There's no doubting PC's are cheap and convenient transports, but are they really the very best sonically?
post #94 of 144
You won't perceive any difference in sound quality if you place both DAC and CD transport on a good jitter-isolation platform. Transport does better with another platform placed on its case. But don't forget to spray both with antijitter spray before you try the platforms first time, or they will be much less effective!
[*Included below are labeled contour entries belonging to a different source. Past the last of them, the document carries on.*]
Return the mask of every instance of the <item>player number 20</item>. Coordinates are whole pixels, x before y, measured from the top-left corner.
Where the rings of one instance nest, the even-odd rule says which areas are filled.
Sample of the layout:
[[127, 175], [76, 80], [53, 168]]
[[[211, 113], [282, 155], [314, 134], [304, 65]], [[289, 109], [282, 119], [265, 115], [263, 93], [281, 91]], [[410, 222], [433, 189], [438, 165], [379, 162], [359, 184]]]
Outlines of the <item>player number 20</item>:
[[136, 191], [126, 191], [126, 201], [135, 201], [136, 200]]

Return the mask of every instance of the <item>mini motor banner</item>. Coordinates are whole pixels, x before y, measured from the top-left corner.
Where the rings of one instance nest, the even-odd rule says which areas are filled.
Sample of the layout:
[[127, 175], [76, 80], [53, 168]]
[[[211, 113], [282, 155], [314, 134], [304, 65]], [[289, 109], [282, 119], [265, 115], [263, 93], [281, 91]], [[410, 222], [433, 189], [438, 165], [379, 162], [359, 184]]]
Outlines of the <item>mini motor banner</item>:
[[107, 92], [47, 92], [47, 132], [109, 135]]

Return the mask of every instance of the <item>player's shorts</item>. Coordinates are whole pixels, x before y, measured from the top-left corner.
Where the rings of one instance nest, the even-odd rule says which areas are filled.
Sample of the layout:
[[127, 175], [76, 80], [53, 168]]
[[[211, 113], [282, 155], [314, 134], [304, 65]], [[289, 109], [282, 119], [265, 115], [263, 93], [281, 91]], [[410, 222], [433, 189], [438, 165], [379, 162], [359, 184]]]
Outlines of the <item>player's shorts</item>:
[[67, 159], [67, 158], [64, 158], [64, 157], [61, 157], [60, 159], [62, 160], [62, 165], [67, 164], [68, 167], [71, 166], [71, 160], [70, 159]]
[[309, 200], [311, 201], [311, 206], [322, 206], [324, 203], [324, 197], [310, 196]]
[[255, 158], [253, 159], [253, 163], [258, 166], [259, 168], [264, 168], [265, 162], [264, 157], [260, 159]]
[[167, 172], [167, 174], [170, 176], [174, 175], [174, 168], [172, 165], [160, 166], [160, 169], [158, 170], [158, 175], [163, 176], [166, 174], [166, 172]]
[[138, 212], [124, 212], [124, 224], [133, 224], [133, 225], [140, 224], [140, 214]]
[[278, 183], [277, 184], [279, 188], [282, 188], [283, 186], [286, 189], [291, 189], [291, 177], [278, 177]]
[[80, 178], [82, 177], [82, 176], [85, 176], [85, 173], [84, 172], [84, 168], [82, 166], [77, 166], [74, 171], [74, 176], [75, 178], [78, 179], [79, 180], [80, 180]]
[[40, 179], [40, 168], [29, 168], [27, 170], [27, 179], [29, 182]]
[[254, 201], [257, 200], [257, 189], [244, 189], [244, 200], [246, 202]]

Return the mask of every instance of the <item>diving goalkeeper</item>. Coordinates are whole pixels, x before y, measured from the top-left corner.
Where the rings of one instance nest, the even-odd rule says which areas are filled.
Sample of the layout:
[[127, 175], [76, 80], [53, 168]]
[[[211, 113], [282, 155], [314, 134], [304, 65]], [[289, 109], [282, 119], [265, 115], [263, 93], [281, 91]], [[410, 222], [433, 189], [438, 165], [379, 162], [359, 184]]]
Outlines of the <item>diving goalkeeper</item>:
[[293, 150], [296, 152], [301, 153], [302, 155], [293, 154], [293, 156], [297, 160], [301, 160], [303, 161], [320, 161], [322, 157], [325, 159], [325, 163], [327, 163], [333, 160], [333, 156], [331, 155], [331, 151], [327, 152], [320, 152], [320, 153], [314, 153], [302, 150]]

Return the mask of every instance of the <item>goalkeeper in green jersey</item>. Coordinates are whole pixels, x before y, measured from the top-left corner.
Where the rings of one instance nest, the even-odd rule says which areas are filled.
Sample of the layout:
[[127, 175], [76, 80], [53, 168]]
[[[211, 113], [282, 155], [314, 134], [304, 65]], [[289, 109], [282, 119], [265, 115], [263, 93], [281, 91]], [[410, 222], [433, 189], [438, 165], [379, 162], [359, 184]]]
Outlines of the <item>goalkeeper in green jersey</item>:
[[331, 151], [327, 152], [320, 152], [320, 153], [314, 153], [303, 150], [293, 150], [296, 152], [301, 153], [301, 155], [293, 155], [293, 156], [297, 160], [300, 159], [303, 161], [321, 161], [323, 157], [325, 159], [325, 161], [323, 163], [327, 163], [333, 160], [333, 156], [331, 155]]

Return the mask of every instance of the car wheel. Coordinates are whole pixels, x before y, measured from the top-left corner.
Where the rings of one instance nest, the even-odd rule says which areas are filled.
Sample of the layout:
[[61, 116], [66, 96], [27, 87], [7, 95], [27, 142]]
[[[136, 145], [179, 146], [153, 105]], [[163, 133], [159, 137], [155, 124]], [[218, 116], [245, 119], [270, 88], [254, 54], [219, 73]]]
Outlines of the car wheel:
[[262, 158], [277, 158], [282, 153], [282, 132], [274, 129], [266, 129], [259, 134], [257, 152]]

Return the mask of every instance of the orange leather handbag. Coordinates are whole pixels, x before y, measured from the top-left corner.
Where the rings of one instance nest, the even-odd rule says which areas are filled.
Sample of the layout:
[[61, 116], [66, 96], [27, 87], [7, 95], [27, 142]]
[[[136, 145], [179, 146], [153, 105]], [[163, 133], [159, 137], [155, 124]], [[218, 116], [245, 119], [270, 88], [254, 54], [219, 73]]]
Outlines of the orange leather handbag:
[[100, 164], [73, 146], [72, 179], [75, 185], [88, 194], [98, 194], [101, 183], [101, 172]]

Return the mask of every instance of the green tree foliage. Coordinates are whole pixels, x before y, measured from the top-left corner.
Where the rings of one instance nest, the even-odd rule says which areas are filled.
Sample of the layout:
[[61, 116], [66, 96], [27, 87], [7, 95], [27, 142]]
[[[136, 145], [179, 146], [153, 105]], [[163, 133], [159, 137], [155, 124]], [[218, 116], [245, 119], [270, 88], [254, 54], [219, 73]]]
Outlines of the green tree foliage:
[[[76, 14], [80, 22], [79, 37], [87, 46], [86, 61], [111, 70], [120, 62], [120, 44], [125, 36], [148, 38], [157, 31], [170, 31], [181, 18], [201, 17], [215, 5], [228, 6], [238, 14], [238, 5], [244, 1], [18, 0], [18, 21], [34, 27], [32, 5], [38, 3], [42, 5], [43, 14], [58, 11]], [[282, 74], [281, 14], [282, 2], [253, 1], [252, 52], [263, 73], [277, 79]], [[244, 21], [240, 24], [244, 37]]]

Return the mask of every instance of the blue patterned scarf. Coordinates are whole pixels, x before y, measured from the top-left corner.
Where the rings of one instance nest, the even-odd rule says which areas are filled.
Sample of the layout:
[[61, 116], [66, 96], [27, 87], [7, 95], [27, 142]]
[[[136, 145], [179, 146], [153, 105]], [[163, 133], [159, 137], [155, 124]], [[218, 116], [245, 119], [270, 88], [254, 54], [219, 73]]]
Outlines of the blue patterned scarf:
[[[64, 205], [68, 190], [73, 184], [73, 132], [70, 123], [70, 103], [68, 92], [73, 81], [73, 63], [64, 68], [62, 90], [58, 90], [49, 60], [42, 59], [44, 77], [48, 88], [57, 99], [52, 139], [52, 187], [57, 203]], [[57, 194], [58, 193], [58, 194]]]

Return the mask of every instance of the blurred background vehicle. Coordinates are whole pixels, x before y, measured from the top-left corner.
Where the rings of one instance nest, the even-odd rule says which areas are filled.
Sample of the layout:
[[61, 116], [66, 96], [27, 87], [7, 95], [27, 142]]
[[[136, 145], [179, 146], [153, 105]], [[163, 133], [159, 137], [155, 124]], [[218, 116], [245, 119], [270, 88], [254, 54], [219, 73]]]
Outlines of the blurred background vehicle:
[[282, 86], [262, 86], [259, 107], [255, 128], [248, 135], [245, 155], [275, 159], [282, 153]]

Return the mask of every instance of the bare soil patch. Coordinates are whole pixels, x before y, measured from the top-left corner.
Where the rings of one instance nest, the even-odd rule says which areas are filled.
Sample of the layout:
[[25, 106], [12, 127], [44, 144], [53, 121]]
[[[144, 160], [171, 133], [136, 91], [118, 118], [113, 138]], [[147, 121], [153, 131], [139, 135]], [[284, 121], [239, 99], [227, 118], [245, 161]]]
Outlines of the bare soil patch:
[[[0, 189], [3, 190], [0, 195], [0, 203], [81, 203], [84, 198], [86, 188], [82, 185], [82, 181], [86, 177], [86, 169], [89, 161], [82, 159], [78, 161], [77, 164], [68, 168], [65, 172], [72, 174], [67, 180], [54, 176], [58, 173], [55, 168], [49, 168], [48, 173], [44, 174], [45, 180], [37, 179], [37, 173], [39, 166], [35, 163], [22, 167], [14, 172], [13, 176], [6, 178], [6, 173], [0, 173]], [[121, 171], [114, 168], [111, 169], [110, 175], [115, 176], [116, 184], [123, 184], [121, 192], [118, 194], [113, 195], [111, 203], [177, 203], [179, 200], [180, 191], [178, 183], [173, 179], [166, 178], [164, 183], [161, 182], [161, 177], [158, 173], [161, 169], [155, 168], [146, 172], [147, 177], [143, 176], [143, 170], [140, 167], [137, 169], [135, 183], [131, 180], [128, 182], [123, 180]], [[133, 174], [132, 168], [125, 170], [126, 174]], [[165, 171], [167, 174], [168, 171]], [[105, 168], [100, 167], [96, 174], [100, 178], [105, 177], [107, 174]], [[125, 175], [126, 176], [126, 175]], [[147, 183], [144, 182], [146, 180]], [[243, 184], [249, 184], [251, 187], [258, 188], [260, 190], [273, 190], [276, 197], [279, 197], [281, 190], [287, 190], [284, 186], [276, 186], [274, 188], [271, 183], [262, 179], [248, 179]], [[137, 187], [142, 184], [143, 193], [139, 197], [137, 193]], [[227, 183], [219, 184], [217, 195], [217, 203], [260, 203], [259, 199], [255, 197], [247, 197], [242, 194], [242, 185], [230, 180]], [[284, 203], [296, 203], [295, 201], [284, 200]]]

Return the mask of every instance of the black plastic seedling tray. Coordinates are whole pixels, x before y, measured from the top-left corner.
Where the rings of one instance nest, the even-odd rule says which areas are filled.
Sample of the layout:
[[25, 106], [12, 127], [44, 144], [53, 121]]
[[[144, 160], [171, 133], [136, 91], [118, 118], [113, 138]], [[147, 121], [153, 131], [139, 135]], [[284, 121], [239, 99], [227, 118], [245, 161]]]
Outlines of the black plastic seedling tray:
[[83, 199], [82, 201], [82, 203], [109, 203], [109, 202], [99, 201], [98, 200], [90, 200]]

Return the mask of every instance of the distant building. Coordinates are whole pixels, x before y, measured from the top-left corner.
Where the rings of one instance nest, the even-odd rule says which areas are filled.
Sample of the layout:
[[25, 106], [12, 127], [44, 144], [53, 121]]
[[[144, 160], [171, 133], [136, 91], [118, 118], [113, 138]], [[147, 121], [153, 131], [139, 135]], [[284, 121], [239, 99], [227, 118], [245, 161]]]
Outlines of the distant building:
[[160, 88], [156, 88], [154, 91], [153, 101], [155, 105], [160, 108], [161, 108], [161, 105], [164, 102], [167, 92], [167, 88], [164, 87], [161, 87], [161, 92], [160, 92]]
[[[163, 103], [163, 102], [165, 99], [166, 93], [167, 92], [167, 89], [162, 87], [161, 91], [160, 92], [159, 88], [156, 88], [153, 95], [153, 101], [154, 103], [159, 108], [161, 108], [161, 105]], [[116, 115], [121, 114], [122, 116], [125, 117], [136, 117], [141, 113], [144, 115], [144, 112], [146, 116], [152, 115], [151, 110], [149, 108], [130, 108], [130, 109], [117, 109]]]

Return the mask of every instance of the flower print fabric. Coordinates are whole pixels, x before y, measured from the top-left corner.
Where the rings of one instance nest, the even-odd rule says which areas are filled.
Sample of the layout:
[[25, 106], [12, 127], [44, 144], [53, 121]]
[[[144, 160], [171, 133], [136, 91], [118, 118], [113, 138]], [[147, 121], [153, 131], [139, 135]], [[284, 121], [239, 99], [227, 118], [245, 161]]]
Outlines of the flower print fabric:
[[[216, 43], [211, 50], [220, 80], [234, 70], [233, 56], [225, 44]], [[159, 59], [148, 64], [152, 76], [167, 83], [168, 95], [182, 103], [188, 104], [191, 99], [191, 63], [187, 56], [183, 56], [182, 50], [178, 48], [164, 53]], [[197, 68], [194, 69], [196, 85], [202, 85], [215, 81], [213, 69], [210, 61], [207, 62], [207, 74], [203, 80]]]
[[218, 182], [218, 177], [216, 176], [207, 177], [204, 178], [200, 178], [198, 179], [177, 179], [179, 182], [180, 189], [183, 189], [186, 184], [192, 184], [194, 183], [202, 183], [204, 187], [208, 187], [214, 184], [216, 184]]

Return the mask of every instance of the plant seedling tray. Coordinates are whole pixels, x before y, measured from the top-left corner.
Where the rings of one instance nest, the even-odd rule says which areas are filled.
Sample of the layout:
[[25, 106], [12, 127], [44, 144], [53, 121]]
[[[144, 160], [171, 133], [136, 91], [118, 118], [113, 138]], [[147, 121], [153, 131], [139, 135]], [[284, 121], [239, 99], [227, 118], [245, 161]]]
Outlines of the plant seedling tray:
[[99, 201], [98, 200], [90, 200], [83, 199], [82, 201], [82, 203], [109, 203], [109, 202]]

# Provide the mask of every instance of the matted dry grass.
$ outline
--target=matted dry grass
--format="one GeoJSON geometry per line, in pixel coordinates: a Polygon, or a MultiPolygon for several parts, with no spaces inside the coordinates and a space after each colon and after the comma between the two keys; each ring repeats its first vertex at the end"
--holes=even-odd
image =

BTW, please don't say you don't keep your SPDIF cables in the fridge when you're not listening!
post #95 of 144
Quote:
Originally Posted by 325xi
You won't perceive any difference in sound quality if you place both DAC and CD transport on a good jitter-isolation platform. Transport does better with another platform placed on its case. But don't forget to spray both with antijitter spray before you try the platforms first time, or they will be much less effective!

BTW, please don't say you don't keep your SPDIF cables in the fridge when you're not listening!
microwave duhh....it's fact that electrons move faster when they're hot!! remember those nordost specs!
post #96 of 144
Quote:
Originally Posted by Bosk
There's no doubting PC's are cheap and convenient transports, but are they really the very best sonically?
Seriously, this is not about PC, this is all about hard drive vs. CD as a source. Technically it's much easier to get closer to perfection with hard drive then with CD. It doesn't mean any hard drive based source will be better then any CD transport though, any can be crap if design is no good.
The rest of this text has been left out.